He was born not in South Africa, but at St Imier, near Neufchâtel, where his father was pastor; one of his ancestors was the great Ferdinand Berthoud, Harrison's rival as a maker of marine chronometers. When he was three his father became a missionary in Basutoland (now Lesotho), and his early years were spent at remote mission stations; formal schooling began at Morija primary mission school, from which he won a scholarship to Maritzburg College. After a year at the Collège Calvin at Geneva he returned to Maritzburg, his weekends spent with his uncle Edgar Brookes, Liberal senator and Professor of Political Science at the University of Natal, friend of Alan Paton and a formative influence on Berthoud.

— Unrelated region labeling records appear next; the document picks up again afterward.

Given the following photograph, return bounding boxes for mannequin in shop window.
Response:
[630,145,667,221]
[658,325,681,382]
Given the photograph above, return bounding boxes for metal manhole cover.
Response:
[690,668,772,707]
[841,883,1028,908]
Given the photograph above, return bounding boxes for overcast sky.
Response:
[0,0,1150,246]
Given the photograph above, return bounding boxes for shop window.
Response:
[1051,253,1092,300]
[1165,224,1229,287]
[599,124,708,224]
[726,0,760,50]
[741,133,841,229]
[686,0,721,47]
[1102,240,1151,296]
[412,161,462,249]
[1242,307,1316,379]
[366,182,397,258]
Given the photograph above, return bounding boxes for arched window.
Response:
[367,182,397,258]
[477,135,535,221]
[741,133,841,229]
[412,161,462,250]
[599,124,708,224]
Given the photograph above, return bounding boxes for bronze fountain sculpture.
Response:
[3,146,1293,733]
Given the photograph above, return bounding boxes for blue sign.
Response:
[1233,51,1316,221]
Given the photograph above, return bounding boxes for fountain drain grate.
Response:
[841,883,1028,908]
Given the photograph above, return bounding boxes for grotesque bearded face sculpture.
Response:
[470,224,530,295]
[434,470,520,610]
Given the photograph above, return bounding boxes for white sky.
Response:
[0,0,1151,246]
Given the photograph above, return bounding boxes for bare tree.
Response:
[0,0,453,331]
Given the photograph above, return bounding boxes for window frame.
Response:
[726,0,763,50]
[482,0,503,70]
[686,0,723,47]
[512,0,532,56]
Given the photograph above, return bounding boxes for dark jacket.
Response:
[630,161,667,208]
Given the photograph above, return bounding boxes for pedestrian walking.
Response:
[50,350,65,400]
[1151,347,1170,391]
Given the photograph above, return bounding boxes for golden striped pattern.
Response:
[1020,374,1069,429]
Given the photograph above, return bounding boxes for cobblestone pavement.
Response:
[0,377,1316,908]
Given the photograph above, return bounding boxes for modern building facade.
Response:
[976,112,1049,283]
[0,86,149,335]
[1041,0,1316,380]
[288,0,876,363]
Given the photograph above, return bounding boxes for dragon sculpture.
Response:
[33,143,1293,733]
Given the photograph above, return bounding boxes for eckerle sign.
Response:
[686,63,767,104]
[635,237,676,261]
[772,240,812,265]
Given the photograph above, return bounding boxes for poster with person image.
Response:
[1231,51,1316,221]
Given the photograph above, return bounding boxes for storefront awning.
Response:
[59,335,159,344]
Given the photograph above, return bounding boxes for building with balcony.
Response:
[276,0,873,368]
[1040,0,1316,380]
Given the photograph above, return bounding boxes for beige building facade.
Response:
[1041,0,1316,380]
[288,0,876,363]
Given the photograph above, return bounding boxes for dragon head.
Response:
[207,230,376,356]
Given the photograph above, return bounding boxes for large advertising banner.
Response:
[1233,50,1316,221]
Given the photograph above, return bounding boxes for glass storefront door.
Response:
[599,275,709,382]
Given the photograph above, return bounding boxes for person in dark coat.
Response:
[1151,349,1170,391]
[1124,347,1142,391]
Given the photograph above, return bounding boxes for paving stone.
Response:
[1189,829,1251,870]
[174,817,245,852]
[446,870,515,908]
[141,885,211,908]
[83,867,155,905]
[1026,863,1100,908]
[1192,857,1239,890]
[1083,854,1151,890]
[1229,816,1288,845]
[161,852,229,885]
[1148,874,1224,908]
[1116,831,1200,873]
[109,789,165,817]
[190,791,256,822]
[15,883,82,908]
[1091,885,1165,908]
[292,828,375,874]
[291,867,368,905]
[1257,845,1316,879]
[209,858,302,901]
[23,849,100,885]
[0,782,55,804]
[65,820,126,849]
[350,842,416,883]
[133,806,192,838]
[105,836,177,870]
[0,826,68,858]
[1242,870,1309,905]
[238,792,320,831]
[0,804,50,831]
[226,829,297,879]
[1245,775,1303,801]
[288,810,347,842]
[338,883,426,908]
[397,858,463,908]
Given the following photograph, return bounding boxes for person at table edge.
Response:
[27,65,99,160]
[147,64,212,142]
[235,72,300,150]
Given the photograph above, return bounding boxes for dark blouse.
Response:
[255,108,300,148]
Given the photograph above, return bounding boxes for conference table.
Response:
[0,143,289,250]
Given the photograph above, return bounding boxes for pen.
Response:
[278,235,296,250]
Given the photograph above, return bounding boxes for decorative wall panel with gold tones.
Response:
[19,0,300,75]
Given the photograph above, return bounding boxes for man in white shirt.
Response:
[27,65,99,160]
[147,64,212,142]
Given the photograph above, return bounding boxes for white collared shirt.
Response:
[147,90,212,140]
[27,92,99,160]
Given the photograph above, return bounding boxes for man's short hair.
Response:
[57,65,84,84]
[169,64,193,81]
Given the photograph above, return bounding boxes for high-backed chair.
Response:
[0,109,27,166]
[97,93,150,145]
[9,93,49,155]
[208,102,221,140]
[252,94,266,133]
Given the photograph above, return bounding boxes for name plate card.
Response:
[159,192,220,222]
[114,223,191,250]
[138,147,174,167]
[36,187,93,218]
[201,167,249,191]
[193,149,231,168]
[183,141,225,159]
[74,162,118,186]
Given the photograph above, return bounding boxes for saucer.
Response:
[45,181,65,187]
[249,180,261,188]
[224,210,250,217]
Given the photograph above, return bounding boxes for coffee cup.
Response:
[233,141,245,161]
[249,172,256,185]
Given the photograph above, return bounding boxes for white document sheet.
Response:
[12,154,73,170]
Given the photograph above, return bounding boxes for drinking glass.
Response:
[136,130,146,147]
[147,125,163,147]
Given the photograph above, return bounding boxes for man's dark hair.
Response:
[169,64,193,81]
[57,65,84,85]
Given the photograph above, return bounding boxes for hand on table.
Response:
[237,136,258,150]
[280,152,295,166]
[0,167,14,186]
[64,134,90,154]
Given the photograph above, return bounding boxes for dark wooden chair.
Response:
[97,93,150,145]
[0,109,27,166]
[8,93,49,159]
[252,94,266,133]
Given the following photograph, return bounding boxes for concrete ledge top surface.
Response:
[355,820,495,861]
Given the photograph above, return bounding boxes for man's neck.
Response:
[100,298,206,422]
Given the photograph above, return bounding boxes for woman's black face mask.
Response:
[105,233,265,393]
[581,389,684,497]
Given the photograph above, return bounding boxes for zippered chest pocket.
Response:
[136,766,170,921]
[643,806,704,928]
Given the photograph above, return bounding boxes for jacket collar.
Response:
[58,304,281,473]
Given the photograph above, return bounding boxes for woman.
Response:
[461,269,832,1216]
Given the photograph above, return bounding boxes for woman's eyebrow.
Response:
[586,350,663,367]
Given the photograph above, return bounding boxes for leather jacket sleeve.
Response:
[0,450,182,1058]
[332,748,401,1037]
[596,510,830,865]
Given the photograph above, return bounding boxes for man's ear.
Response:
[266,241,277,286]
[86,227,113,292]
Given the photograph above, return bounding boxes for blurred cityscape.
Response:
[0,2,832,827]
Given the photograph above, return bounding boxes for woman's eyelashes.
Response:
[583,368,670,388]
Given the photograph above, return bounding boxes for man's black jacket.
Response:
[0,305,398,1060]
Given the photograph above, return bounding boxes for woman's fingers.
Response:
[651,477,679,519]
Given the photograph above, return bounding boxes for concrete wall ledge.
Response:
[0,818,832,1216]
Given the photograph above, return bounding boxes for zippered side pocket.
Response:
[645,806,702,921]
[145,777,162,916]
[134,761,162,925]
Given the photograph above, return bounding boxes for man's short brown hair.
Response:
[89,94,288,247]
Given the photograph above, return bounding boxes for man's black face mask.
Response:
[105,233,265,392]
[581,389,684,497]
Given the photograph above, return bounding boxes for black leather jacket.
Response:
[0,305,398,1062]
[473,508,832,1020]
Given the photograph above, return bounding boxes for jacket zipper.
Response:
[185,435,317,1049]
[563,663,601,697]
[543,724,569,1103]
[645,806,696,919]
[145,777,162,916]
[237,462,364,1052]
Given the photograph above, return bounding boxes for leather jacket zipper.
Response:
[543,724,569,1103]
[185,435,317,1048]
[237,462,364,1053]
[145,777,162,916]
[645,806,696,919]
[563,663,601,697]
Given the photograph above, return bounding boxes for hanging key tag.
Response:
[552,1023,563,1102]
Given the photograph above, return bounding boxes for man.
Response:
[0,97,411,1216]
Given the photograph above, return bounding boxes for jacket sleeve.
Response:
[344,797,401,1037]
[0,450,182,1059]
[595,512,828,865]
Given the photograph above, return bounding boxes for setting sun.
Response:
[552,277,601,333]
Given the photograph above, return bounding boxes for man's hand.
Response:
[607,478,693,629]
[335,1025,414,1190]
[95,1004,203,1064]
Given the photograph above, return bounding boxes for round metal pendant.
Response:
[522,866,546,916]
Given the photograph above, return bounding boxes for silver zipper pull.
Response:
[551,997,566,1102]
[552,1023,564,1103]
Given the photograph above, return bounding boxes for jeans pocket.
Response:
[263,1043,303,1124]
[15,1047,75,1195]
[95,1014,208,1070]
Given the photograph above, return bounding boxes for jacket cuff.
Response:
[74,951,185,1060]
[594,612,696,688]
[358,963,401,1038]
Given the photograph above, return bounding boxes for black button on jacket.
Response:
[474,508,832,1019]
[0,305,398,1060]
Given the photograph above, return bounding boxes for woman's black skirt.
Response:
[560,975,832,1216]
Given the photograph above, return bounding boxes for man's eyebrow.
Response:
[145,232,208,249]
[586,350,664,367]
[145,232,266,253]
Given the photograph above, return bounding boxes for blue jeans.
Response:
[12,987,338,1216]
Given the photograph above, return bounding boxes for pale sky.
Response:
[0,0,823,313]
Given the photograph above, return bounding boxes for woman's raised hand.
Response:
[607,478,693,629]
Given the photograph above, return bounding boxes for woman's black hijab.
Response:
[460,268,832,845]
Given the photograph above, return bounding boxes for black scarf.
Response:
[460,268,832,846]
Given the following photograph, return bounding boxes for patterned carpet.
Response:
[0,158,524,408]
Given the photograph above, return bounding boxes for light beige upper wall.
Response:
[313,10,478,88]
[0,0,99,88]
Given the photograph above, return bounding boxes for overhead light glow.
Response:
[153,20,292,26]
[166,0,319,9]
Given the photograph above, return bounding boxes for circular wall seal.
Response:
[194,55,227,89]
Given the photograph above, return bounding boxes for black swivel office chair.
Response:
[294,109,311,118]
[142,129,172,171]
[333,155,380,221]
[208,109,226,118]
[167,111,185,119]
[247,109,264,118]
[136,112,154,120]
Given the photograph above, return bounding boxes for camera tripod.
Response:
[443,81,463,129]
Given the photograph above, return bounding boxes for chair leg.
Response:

He went on to the University of Witwatersrand, from which he graduated BA in 1956 (later BA Hons). Next year he met Astrid Titlestad, and they married in 1958. He taught English at the Johannesburg Trade School; his pupils were a mixed lot, and it was there that he discovered the power of King Lear to inspire profound discussion about the innermost springs of humanity. He also taught at the correspondence University of South Africa. Then in 1960 he got his first proper academic post, as a lecturer in English at the University of Natal, Pietermaritzburg.
There, he struck colleagues and pupils alike with the force of a warm, life-enhancing gale. His handsome figure and expressive face enlivened everything he did. Lectures on a text might begin with analysis, pursue meaning and purpose, then bring it home to the lives of his listeners, their social, political and emotional concerns. If it went on too long it would drift out of the lecture room into a long evening with a bottle of wine or music on his guitar. He could act, too: his Orsino in Twelfth Night enveloped the whole play. Politics were another matter: as an active member of the Liberal party, apartheid was increasingly abhorrent. Finally, he could bear it no more. FT Prince, poet and also South African, came to Pietermaritzburg and offered him a lectureship at Southampton, where he was professor. Berthoud did not wait.
Once there Berthoud discovered new gifts. He was not only an inspiring teacher; he was also an inventive administrator, taking on planning with the same passion and eye for detail he brought to literature. Only the lure of the chair in English and Related Literature led him on to York. He was bilingual, and the chance of extending his range to French was irresistible. Soon his seminars on Racine and Molière were attracting the same fascinated audience as his penetrating exploration of Conrad. The administrative skills learned at Southampton were soon in demand, and he became head of the department for 17 years, a measure of his skill and devotion to an arduous task. It was redeemed for him by his one-to-one contacts with postgraduate students, a mutual delight.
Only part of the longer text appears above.